Apr 11
19
Claiming on your Moving Insurance

Claiming on your Moving Insurance
If you are deliberating on a need for insurance before you relocate, remember that no matter how careful you are in selecting a moving service, accidents can happen. Boxes can be dropped and will shift during transport, nothing will guarantee the safe arrival of your goods like a proper moving insurance. You cannot control how effective your moving company will be at reimbursing your claims but you could make sure you’re adequately covered should something happen.
When your items have arrived, pay extra attention to your decision making. Before you sign the inventory sheet, report the facts in detail on the original inventory sheet. If you notice damage after unpacking, a claim must be filed usually within nine months after delivery. It is best to report any complaints as soon as possible. The mover must acknowledge receipt of your claim within 30 days and issue a reply; a denial or an offer within 120 days of receipt of your claim.
Refer to the liability amount you declared on your shipment when making a claim or considering a settlement. For example, if the value declared on your shipment was $8,000 and the mover’s maximum liability is $5,000 then your claim for more than the liability amount will be declined. Make sure you’re adequately covered with a separate and independent third party moving insurance policy.

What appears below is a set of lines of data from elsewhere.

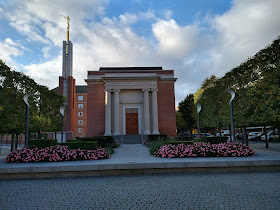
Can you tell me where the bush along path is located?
[154,142,256,158]
[5,145,110,163]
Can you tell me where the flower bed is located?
[5,145,110,163]
[154,142,256,158]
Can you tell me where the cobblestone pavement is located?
[0,172,280,210]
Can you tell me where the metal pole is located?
[197,113,201,138]
[24,104,29,146]
[61,115,63,143]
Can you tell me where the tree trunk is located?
[263,126,268,148]
[213,128,217,136]
[229,125,233,142]
[241,128,245,144]
[11,131,15,152]
[244,127,249,146]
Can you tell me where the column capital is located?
[112,89,121,92]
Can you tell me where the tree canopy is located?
[0,60,65,134]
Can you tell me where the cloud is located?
[0,0,280,104]
[153,19,199,58]
[0,38,25,67]
[24,56,62,89]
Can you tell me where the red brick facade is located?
[87,83,105,136]
[74,93,88,137]
[158,82,177,137]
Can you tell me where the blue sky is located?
[0,0,280,104]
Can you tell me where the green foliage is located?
[198,136,228,144]
[59,141,97,150]
[167,141,194,145]
[177,94,196,130]
[150,140,168,155]
[174,136,193,141]
[0,60,65,134]
[147,134,167,141]
[28,139,57,149]
[191,37,280,128]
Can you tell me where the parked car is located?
[248,132,261,141]
[261,131,278,141]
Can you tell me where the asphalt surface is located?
[0,172,280,210]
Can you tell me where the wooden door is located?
[125,109,138,134]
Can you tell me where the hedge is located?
[59,141,98,150]
[147,134,167,141]
[28,139,57,149]
[198,136,228,144]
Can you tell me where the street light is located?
[59,106,65,143]
[23,93,33,146]
[226,89,235,141]
[196,103,201,138]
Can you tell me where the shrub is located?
[200,136,228,144]
[147,134,167,141]
[28,139,57,149]
[77,136,110,147]
[59,141,98,150]
[150,141,168,155]
[167,141,193,145]
[154,142,256,158]
[5,145,110,163]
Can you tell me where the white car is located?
[248,132,261,140]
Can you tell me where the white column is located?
[104,90,112,136]
[114,90,120,136]
[142,89,151,135]
[152,89,159,134]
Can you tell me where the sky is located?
[0,0,280,105]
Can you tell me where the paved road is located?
[0,172,280,210]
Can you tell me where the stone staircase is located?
[121,135,142,144]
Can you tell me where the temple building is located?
[55,17,176,139]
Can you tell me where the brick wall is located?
[87,83,105,136]
[64,77,76,134]
[158,83,177,137]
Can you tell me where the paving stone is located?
[0,171,280,210]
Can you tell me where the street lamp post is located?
[23,93,33,146]
[226,89,235,141]
[59,106,65,143]
[196,103,201,138]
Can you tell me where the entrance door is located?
[125,108,138,134]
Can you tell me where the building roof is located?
[76,85,87,93]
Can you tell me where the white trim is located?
[122,105,142,135]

It’s good to know that most moving companies automatically provide “valuation” not insurance. Valuation is the negotiated and agreed upon limit of liability as stated on the moving contract and/or bill of lading. By default, this is part of the contract at no extra cost. In most cases, valuation has no relationship to the actual value of your goods as movers tend to undervalue your items for the benefit of their liabilities.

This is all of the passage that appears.